Instansi pemerintah ini berencana mendorong pengelola gedung dan kawasan komersial menyediakan ruang parkir khusus bagi ojek online.
Rencana tersebut dibahas dalam kegiatan Apel Arahan bersama komunitas ojek online di Balai Kota DKI Jakarta.
Agenda ini dihadiri langsung oleh jajaran pejabat Dinas Perhubungan beserta perwakilan pengemudi angkutan digital.
Pihak otoritas ingin penataan lalu lintas di lapangan tidak sekadar fokus pada tindakan penertiban saja.
Upaya penegakan hukum harus dibarengi dengan solusi fasilitas yang konkret bagi para pekerja jalanan.
Sebagai bentuk tindak lanjut, pihak Dinas Perhubungan akan segera mengundang berbagai pihak terkait.
Pertemuan tersebut melibatkan komunitas ojek online, perusahaan operator aplikasi, hingga para pengelola pusat perbelanjaan.
BACA JUGA:Gokil! Start P20, Veda Ega Pratama Ngacir Tembus 5 Besar di Moto3 Ceko 2026
Fokus pembahasan utama adalah penyediaan tempat tunggu atau shelter resmi di kawasan perkantoran.

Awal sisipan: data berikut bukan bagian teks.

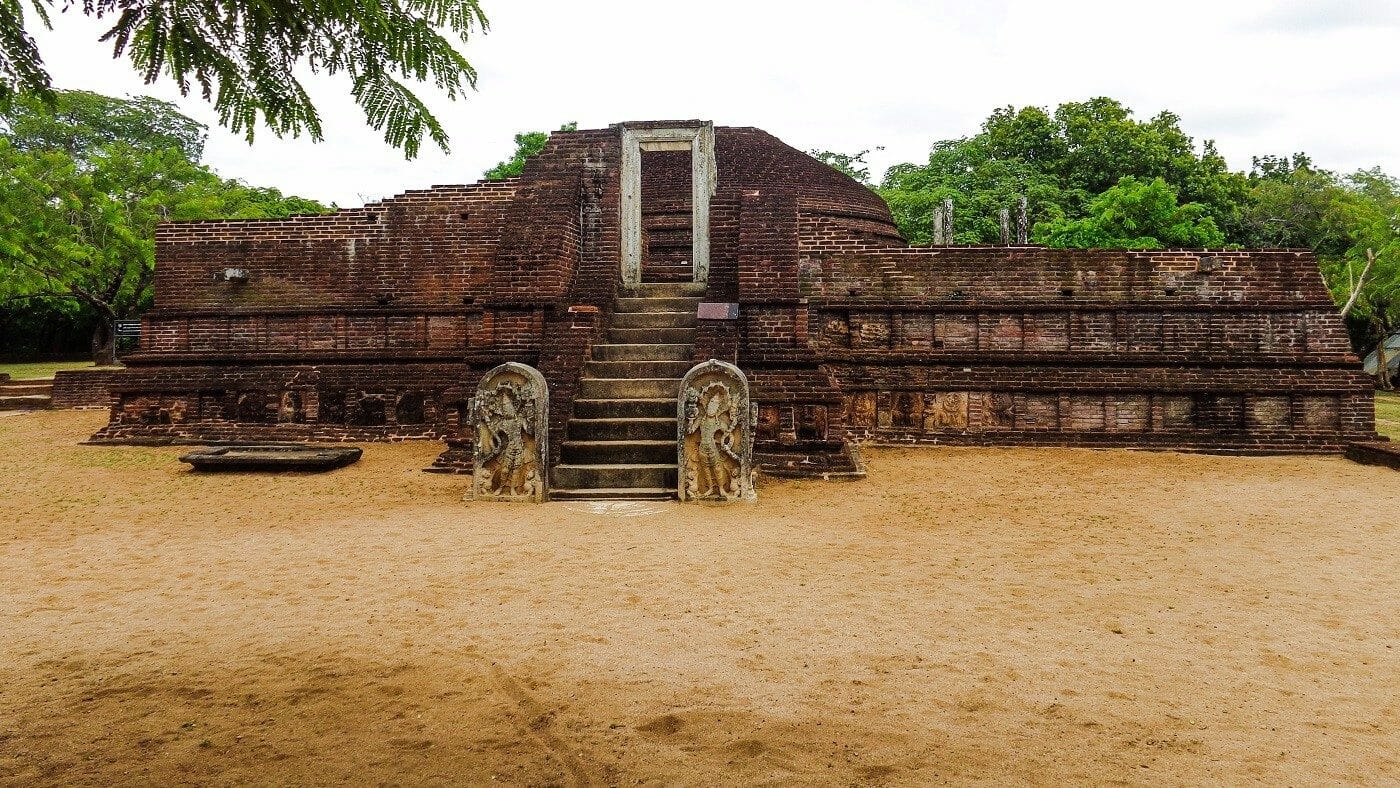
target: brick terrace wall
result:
[93,127,1373,467]
[94,363,484,442]
[741,246,1375,452]
[53,370,126,407]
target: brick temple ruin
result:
[94,120,1375,497]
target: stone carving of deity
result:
[678,358,756,501]
[472,363,549,502]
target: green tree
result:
[0,0,487,158]
[806,147,885,186]
[0,94,326,364]
[876,137,1077,245]
[482,120,578,181]
[879,98,1249,244]
[1035,175,1225,249]
[0,91,206,161]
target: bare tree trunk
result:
[1376,332,1396,392]
[92,315,116,367]
[1341,249,1376,318]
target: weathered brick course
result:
[97,123,1375,473]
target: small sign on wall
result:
[696,301,739,321]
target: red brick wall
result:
[99,121,1373,467]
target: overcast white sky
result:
[34,0,1400,207]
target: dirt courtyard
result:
[0,411,1400,785]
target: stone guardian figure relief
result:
[676,358,757,501]
[472,363,549,502]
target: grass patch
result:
[1376,392,1400,441]
[0,361,92,381]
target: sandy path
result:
[0,411,1400,785]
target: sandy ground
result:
[0,411,1400,785]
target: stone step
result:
[613,295,700,312]
[550,463,676,490]
[594,344,690,361]
[612,309,696,329]
[549,487,676,501]
[617,282,706,298]
[608,329,696,344]
[578,378,680,400]
[584,360,694,379]
[560,439,676,465]
[0,386,52,410]
[568,419,676,444]
[574,397,680,420]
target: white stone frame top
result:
[617,120,715,287]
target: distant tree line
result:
[812,98,1400,385]
[0,91,329,363]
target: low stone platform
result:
[179,445,364,472]
[1344,441,1400,470]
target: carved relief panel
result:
[472,363,549,502]
[676,358,757,501]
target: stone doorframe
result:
[619,120,715,287]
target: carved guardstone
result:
[472,363,549,502]
[676,358,757,501]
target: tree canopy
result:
[813,98,1400,375]
[0,91,326,361]
[482,120,578,181]
[0,0,489,158]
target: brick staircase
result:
[550,283,704,501]
[0,378,53,410]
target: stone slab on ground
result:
[1344,441,1400,470]
[179,445,363,470]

Fasilitas tersebut sangat penting ditempatkan pada titik aktivitas publik yang rawan memicu kemacetan lalu lintas.
Kepala Dinas Perhubungan DKI Jakarta, Budi Awaluddin, memberikan penjelasan mengenai rencana koordinasi kelembagaan tersebut secara langsung.
Ia menekankan pentingnya dukungan fasilitas parkir yang lebih tertata dari pihak swasta.
"Masukan dari teman-teman ojol kami catat. Kami ingin penertiban di lapangan tidak berdiri sendiri, tetapi diikuti koordinasi dengan pengelola gedung dan operator agar ada dukungan fasilitas parkir yang lebih tertata," jelas Budi Awaluddin.
Langkah persuasif ini diharapkan mampu mengurangi angka pelanggaran parkir di fasilitas ruang jalan publik.